Now it’s time to select which fields of your form will be encrypted by Relay — and when those fields will be encrypted. There are two options. First, encrypting a field regardless of the route it is sent to (globally). Second, encrypting a field on a specific route.

In this tutorial, we are going to use route-specific encryption to encrypt the phone field. The method used is POST. The route is /submit.

Specifying fields to encrypt

Specify fields to encrypt

If you submit the form hosted at your Relay domain and check your Replit console, you should see a log that looks similar to:

Console
Sending SMS for { name: 'Claude Shannon', phone: 'ev:AqQ=:Q2xhdS2luZw=:$' }

Great! Now you’re using Relay to encrypt the submitted phone number. This means that your server is no longer handling plaintext, readable data. If your server is compromised, the data breached will be encrypted and unreadable.

Initializing the Evervault SDK

The final step related to Relay is to include and initialize the Evervault SDK so that any outbound requests from your server are decrypted as they pass out of your app. To do this, paste the code below at the top of your index.js file:

javascript
// Including the Evervault SDK
const Evervault = require('@evervault/sdk');
// Initializing the Evervault SDK
const evervault = new Evervault(process.env.EVERVAULT_API_KEY);

You will need to create and save a secret in Replit called EVERVAULT_API_KEY. This will be your Evervault Team’s API key which is available in Settings in the Evervault Dashboard.

Fetch your API key

Let’s summarize where you are.

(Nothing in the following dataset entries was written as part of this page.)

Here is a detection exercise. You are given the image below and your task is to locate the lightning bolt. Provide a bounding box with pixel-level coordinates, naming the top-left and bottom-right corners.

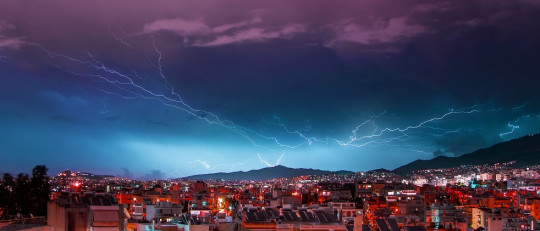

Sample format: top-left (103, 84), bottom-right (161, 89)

top-left (334, 105), bottom-right (481, 147)
top-left (35, 27), bottom-right (523, 158)
top-left (191, 160), bottom-right (211, 169)
top-left (257, 152), bottom-right (285, 167)
top-left (499, 121), bottom-right (519, 138)
top-left (41, 42), bottom-right (303, 149)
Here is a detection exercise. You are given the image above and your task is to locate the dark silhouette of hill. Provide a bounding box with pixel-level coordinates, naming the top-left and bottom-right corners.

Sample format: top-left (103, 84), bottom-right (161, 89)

top-left (393, 134), bottom-right (540, 175)
top-left (184, 165), bottom-right (354, 180)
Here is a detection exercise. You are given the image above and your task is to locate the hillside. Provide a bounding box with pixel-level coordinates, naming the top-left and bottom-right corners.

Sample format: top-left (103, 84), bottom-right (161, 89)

top-left (393, 134), bottom-right (540, 175)
top-left (184, 165), bottom-right (354, 180)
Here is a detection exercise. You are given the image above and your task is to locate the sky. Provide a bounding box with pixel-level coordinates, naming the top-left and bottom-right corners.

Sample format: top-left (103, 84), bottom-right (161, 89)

top-left (0, 0), bottom-right (540, 179)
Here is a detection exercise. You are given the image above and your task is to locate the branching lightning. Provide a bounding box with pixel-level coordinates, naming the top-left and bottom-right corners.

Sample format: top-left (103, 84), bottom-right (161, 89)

top-left (334, 105), bottom-right (481, 147)
top-left (35, 27), bottom-right (523, 166)
top-left (257, 152), bottom-right (285, 167)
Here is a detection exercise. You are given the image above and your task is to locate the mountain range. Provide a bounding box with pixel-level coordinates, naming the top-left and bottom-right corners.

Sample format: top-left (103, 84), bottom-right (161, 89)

top-left (184, 134), bottom-right (540, 180)
top-left (393, 134), bottom-right (540, 175)
top-left (184, 165), bottom-right (354, 180)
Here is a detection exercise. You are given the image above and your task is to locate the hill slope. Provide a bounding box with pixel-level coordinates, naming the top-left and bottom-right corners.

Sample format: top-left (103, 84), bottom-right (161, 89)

top-left (393, 134), bottom-right (540, 174)
top-left (184, 165), bottom-right (354, 180)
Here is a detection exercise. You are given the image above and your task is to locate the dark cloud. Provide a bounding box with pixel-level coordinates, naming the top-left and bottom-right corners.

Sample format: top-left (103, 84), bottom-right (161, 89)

top-left (119, 168), bottom-right (133, 179)
top-left (0, 0), bottom-right (540, 175)
top-left (142, 169), bottom-right (165, 180)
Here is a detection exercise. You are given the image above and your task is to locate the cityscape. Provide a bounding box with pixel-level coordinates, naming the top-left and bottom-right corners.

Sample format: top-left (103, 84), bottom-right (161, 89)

top-left (0, 0), bottom-right (540, 231)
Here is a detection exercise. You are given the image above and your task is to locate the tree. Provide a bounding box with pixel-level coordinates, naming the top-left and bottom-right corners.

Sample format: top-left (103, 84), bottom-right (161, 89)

top-left (0, 173), bottom-right (17, 218)
top-left (13, 173), bottom-right (32, 216)
top-left (30, 165), bottom-right (50, 216)
top-left (0, 165), bottom-right (50, 218)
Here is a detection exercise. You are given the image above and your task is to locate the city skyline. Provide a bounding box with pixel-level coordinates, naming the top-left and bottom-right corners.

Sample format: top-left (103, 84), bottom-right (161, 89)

top-left (0, 0), bottom-right (540, 178)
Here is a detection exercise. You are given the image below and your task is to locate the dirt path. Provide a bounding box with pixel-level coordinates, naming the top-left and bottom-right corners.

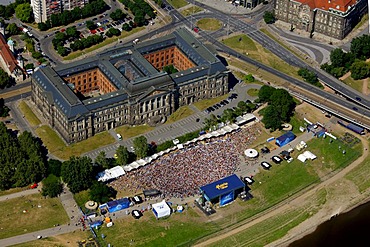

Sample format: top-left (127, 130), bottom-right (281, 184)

top-left (195, 137), bottom-right (369, 246)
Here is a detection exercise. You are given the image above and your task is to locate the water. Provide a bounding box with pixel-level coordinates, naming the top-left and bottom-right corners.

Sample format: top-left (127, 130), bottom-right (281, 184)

top-left (289, 202), bottom-right (370, 247)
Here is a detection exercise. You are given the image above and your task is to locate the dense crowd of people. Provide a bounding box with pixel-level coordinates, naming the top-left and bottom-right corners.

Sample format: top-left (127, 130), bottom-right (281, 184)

top-left (110, 125), bottom-right (261, 198)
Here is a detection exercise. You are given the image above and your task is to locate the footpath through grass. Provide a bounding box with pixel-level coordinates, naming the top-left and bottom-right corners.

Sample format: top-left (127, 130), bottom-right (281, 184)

top-left (0, 194), bottom-right (69, 239)
top-left (18, 101), bottom-right (41, 127)
top-left (36, 125), bottom-right (115, 160)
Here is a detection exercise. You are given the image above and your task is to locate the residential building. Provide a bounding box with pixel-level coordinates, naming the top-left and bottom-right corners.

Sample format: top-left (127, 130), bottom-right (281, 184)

You’ve:

  1. Created an Express.js server (index.js),
  2. Created a HTML form for collecting a name and a phone number from a user (index.html),
  3. Connected your form to your server,
  4. Integrated Evervault Relay so that phone numbers submitted to your form are encrypted before they enter your server, and
  5. Included the Evervault SDK so that outbound requests from your server are automatically decrypted.

Next, you’ll deploy some Node.js code as a Cage to verify that the phone number a user submits is valid.

Your first Cage

The magic of Evervault is that although you never handle sensitive data in plaintext, you can still use and process it — without the risk of it being breached. This is where Evervault Cages come in. Cages are isolated serverless functions hosted on Evervault for processing the data you encrypt with Relay.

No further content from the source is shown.